Did you try putting a fuel pressure gauge on it to see if the pressure is right. Usually if the lift pump goes to zero and your still driving it its just a matter of time before the vp gives up
 
I've only had the fuel pressure checked by the dealer after the pump was installed. Guess that is the next thing to do. I'm assuming that the pressure, at the pump, should be 15 to 16 psi under full throttle. Correct? If not, then what? Another lift pump after I check for a clogged line? And yes, it is sluggish out of the hole compared with the '98 which has much more torc. Did 8. 0 several times in 40 to 60 accelleration test last night. But then the turbo was wound up. And no, I don't have a lead foot. Most of my driving is between 60 and 65 on the highway with a little bit of in-town stuff. Even lightened the truck by taking off the box and putting on a flat bed. Still no change.



Thanks guys.



Leonard
 
You won't see 15 or 16 PSI under full throttle with a stock fuel system. Between 5 and 9 is realistic for WOT and idle at 12+. This is always a real hot topic and everyone has an opinion about fuel pressure. These are the numbers that I have become comfortable with. You might want to invest in a full set of gauges. This is really the best way to monitor the conditions in real time.
 
Houser Here

I picked up a 1. 5 mpg gain by installing a new thermostat. My original one was running a little cold/Hot depending on the grade.
 
Intake Air Temperature sensor! I gained a couple MPG's when I changed mine out. Alot of people say they have good luck cleaning it but I never did so I just got into the habit of changing it every year or two. Here are some threads to read, check out the last one in the search, it has some great information.



Marco IAT Threads



I'm curious how you knew the lift pump went out without gauges, did the truck die on you?
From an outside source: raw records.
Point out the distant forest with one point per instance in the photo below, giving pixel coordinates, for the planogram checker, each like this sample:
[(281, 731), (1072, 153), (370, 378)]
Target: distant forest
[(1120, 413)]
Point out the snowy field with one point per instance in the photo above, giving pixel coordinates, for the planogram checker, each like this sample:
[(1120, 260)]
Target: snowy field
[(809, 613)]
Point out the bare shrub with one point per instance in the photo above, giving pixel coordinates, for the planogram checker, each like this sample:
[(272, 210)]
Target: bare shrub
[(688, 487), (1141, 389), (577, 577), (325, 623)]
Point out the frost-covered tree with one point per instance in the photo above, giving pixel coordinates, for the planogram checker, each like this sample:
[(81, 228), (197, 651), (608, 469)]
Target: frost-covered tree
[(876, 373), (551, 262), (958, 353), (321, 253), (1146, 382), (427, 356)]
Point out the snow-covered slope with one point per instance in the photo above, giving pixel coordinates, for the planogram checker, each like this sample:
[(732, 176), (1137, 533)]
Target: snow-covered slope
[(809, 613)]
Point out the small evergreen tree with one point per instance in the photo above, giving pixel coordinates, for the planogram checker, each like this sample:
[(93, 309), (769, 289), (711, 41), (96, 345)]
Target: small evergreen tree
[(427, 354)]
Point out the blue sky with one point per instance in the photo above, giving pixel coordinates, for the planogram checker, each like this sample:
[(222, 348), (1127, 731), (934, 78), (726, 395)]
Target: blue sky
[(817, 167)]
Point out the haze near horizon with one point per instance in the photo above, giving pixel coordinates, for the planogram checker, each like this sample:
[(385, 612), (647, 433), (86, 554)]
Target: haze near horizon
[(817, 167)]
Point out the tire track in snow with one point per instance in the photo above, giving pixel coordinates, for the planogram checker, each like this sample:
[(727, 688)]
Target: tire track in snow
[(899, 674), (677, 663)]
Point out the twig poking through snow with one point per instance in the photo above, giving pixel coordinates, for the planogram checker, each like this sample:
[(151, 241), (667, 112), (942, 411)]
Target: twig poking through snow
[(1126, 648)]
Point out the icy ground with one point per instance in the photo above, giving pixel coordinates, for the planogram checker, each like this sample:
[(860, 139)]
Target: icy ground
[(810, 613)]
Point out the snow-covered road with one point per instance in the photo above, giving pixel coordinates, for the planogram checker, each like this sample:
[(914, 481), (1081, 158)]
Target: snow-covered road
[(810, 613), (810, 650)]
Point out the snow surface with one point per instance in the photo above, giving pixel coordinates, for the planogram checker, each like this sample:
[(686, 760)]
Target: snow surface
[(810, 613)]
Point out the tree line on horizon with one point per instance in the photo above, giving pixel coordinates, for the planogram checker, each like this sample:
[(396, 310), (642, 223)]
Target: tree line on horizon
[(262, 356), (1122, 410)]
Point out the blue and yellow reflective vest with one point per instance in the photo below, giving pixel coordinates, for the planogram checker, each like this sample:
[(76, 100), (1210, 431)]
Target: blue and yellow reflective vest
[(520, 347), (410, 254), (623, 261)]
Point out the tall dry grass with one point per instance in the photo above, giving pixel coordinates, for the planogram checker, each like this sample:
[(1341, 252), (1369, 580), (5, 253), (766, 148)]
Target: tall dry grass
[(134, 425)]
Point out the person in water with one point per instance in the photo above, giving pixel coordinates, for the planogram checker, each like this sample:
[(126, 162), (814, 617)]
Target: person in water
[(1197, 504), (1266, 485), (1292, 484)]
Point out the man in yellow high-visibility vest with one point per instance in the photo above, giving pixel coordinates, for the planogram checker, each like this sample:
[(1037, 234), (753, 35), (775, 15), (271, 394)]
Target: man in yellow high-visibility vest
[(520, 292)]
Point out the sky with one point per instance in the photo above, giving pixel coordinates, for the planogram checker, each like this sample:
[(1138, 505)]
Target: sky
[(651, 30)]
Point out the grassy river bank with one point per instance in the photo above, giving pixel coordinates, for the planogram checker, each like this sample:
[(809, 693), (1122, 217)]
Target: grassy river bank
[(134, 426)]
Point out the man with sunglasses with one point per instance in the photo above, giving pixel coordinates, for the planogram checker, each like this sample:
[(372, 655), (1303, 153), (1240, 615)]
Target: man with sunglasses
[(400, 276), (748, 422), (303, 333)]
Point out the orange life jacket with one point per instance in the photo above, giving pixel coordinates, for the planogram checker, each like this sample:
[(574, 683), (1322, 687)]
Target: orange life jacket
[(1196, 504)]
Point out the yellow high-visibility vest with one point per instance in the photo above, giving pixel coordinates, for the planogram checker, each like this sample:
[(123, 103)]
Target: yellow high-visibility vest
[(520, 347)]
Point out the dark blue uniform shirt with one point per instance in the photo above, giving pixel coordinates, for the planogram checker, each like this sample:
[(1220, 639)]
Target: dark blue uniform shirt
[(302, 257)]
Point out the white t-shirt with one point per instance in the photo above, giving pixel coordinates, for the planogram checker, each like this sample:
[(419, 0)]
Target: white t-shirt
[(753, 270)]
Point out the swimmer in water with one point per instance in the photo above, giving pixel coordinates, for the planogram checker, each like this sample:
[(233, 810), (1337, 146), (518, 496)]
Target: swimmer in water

If so who knows how long the lift pump was actually out and the damage may already be done to the VP-44. These trucks will run with a dead lift pump most of the time. Also was the new lift pump checked after it was installed to make sure it is good? When my first LP died I was able to do the 40-60 test in 8 seconds, when I put a new one on I was able to do 40-60 in less than 7 seconds and probably closer to 6. Of course shortly there after it got even quicker from hanging around here.